A Milestone in This Year's List of Rhodes Scholars

A record 22 of 32 US recipients are women
By Newser Editors and Wire Services
Posted Nov 22, 2021 7:44 AM CST
List of New Rhodes Scholars Sets a Record
This photo provided by the Rhodes Trust shows Louise Franke in Clemson, S.C., one of the new Rhodes scholars.   (Emily Bowling/Courtesy of The Rhodes Trust via AP)

The class of US Rhodes scholars for 2022 includes the largest number of women ever selected for the scholarship in one year, the Rhodes Trust announced Sunday. Of the 32 students chosen to study at the University of Oxford in England, 22 are women, the office of the American secretary of the trust said in a statement. Three schools—Claremont McKenna College, Mount Holyoke College, and Union College—have a recipient for the first time in at least 25 years, per the AP. All 32 scholars were expected to start at Oxford in October. The scholarship covers financial expenses to attend the school.

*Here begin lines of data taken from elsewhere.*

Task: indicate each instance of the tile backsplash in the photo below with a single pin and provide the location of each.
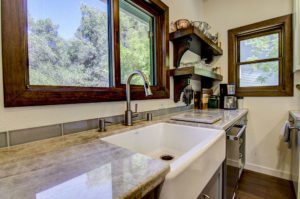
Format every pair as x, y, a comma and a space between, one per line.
15, 137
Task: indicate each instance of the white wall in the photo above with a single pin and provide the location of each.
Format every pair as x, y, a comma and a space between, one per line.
265, 151
18, 118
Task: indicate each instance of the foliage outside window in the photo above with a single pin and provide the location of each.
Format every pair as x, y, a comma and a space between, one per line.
82, 50
260, 58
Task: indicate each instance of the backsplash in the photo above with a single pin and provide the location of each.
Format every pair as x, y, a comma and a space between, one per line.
16, 137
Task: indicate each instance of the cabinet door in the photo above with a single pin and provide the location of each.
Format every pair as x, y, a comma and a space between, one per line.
296, 27
213, 190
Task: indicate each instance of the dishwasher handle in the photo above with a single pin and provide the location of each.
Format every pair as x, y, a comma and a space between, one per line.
239, 134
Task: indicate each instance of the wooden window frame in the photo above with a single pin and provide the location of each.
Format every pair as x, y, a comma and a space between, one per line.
281, 25
16, 71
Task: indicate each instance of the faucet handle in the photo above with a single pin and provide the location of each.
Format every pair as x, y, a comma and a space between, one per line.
102, 125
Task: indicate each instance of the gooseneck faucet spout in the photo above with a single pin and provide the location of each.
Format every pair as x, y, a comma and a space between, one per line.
128, 112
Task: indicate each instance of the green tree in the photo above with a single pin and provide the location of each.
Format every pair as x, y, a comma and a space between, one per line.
83, 60
263, 47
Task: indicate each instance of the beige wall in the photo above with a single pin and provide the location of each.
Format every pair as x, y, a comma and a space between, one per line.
17, 118
265, 151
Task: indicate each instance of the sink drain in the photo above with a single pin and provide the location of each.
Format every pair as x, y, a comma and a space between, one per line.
166, 157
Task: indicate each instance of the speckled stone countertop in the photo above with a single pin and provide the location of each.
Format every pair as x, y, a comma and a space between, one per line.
83, 166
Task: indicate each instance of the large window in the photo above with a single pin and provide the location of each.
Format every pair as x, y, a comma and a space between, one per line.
58, 51
260, 58
68, 43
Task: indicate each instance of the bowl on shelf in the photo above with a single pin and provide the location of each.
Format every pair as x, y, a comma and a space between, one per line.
204, 27
182, 24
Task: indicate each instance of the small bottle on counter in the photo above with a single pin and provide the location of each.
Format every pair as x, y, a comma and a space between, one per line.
197, 99
240, 102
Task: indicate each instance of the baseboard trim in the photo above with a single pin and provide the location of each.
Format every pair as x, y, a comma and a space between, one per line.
268, 171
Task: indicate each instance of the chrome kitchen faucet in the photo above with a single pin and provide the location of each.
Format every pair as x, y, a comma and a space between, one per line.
128, 112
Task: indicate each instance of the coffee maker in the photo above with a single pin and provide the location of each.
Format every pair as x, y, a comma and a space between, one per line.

One of the women selected is Louise Franke, a 21-year-old senior studying biochemistry at South Carolina's Clemson University. Franke said she hopes to merge her interests in science and public policy through a career in health care policy. She intends to study politics, philosophy, and economics at Oxford. Franke, of Spartanburg, South Carolina, cited her mentors and various academic programs at the school as integral to her success. “It feels amazing to be part of this historic moment, as a woman and as a woman from the South,” Franke said. “I don't really have the words for it.”

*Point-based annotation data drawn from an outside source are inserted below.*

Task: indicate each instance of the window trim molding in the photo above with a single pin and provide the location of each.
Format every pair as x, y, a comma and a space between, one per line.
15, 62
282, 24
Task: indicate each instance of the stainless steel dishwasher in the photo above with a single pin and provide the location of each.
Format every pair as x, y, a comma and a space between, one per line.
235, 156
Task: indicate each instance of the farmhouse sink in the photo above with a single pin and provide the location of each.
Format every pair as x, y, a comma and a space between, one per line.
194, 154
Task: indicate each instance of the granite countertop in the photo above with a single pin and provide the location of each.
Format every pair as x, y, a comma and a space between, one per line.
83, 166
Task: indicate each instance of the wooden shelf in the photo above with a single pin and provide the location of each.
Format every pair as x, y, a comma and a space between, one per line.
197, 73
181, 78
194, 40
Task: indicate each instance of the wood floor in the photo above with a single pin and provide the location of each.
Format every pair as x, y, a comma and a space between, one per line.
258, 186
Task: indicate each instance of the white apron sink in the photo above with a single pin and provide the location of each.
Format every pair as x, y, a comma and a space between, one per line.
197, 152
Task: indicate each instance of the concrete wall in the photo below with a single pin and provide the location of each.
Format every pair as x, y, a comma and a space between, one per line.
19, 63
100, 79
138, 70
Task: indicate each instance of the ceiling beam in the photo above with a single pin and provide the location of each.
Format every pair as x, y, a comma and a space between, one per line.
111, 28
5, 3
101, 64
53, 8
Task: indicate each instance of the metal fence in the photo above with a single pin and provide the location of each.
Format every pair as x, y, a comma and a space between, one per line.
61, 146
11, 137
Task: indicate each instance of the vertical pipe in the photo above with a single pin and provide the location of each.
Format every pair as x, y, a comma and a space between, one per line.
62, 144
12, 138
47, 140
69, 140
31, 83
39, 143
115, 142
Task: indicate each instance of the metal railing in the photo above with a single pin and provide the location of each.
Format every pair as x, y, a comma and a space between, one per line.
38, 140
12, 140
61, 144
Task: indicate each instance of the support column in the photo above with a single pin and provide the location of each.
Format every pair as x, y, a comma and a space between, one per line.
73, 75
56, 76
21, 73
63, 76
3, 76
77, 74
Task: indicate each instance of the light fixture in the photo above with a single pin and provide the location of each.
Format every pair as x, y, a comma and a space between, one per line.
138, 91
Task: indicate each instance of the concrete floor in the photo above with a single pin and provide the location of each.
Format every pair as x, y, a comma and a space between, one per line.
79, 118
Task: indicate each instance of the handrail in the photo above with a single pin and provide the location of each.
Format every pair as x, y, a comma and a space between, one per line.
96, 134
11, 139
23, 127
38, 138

Also among the winners is Devashish Basnet, a senior studying political science at New York City's Hunter College. Basnet arrived in the United States as a 7-year-old asylum seeker from Nepal and spent much of his childhood in immigration courts, an experience he says helped turn his interests toward immigration policy. Basnet, now 22, of Hicksville, New York, said he was proud to represent the communities he came from, especially as a product of New York City public schools. “I definitely blacked out. It didn't feel real," Basnet said of the moment he learned he had won the prestigious honor over Zoom.